The majority of TEAEs were of mild to moderate intensity; 25.0% (NEPA) and 32.7% (APR + PALO) experienced severe TEAEs. There was no indication of increasing adverse events over multiple cycles. The proportion of patients experiencing adverse events that were considered study drug-related was 10.1% for NEPA and 5.8% for APR + PALO. The most frequent adverse events for NEPA were constipation (3.6%) and headache (1.0%). Two serious TEAEs related to NEPA were ventricular systoles and acute psychosis (possibly related to DEX).

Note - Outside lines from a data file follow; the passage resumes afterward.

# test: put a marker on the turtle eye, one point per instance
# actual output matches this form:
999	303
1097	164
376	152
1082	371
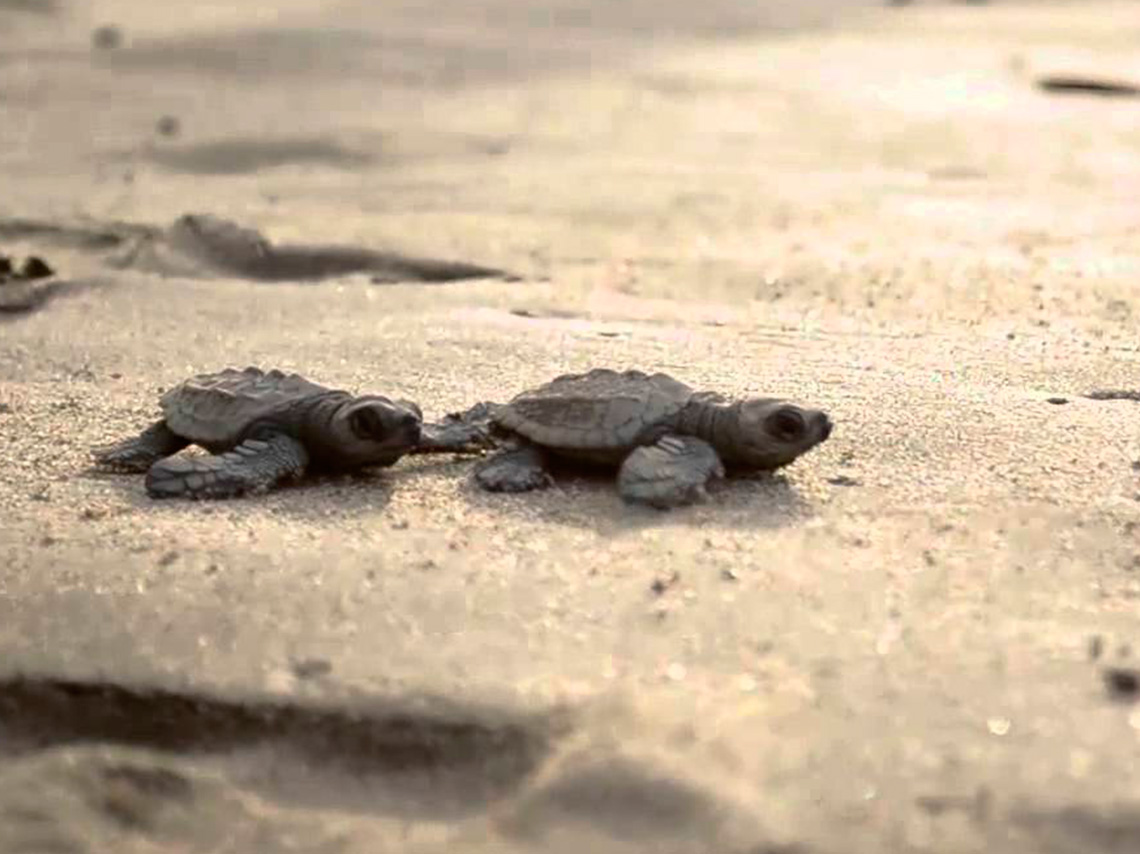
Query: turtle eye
787	424
366	423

There were no cardiac safety concerns based on adverse events and ECGs. 

Conclusions

NEPA, a convenient, single oral-dose antiemetic targeting dual pathways, was safe, well tolerated, and highly effective over multiple cycles of HEC and MEC.

Limitations

  • Baseline sample/group differences of import
  • Subject withdrawals ≥ 10%  
  • Other limitations/explanation: Patients participated in up to six cycles (98% completed one cycle, 75% completed four cycles, and 40% completed six cycles). 

Nursing Implications

NEPA could be used as a safe alternative for guideline-recommended antiemetic regimens (APR + PALO).
 
As the CR rates in the NEPA group were similar in HEC and MEC, the benefits of NEPA in both types of chemotherapy regimens were supported. Constipation and headache need to be considered as possible adverse events for patients receiving NEPA, and interventions need to be provided. Ventricular systoles and acute psychosis need to be understood as possible serious adverse events related to NEPA use.